Probably. Many concepts haven't changed since then... but still, things do get added and removed. The safest bet is to have updated training materials. After all, you don't want to have to pay for an expensive exam twice...


----------



## simon726 (Dec 13, 2010)

Sorry if this thread gets bumped up, but I have a question about the ICND1 (640-822) exam.

When I checked over the Pearson VUE website, it gives me a listing to book for the 640-822 exam, but I found out these other exams with the same topic, but at least one of them offers a "practice test" and an "official learning lab":

*640-822PT: Official ICND1 Prep + Test Bundle (includes 640-822 exam and official practice test) 
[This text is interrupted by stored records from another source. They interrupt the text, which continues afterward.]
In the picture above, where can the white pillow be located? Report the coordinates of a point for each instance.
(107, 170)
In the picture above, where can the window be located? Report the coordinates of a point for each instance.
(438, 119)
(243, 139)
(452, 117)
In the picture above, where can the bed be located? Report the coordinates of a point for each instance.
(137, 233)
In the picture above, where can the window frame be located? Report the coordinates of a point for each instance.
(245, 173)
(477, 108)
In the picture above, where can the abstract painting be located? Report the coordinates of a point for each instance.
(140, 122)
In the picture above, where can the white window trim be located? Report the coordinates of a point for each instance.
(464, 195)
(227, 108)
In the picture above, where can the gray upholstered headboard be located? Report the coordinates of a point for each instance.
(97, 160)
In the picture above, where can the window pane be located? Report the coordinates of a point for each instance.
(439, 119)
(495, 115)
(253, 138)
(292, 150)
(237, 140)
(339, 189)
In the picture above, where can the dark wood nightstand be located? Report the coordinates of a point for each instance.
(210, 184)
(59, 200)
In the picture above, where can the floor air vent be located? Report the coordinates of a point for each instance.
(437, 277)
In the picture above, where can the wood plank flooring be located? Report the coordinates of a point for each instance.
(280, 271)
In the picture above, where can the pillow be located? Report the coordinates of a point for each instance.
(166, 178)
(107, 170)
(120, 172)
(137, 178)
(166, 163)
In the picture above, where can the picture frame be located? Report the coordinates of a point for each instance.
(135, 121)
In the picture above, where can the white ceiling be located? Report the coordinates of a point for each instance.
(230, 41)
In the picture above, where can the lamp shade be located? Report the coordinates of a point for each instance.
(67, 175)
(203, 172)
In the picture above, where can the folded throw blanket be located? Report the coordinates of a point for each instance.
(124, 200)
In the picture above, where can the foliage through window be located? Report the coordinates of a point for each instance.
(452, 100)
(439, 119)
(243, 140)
640-822TL: Official ICND1 Learning Lab + Test Bundle (includes 640-822 exam and official learning lab)*

What are the differences between these two?


----------



## BosonMichael (Nov 1, 2011)

That'd be a question best asked of Pearson VUE. However, if I had to guess, I'd guess that the "Prep" is a practice exam and the "learning lab" is a simulated lab environment.


----------



## simon726 (Dec 13, 2010)

Sorry for my delay in responding this, but thanks for your feedback in regards for the CCENT exam. Right now, I'm still learning all of the commands that I need to know for the CCENT exam.

I also wonder if I have to know "unabbreviated commands"? I usually do some abbreviations using the packet tracer simulation.

I often feel comfortable using "abbreviated commands" because it is much faster. Has anyone gone through that route when they studied for their CCENT (and CCNA) exam?


----------



## BosonMichael (Nov 1, 2011)

It is preferable if you know the unabbreviated commands. You'll likely be asked questions on them, but they're not generally "trivia" types of questions. That said, they will indeed test your knowledge.

I have edited your post to remove questionable software; I will discuss it with you via private message.


----------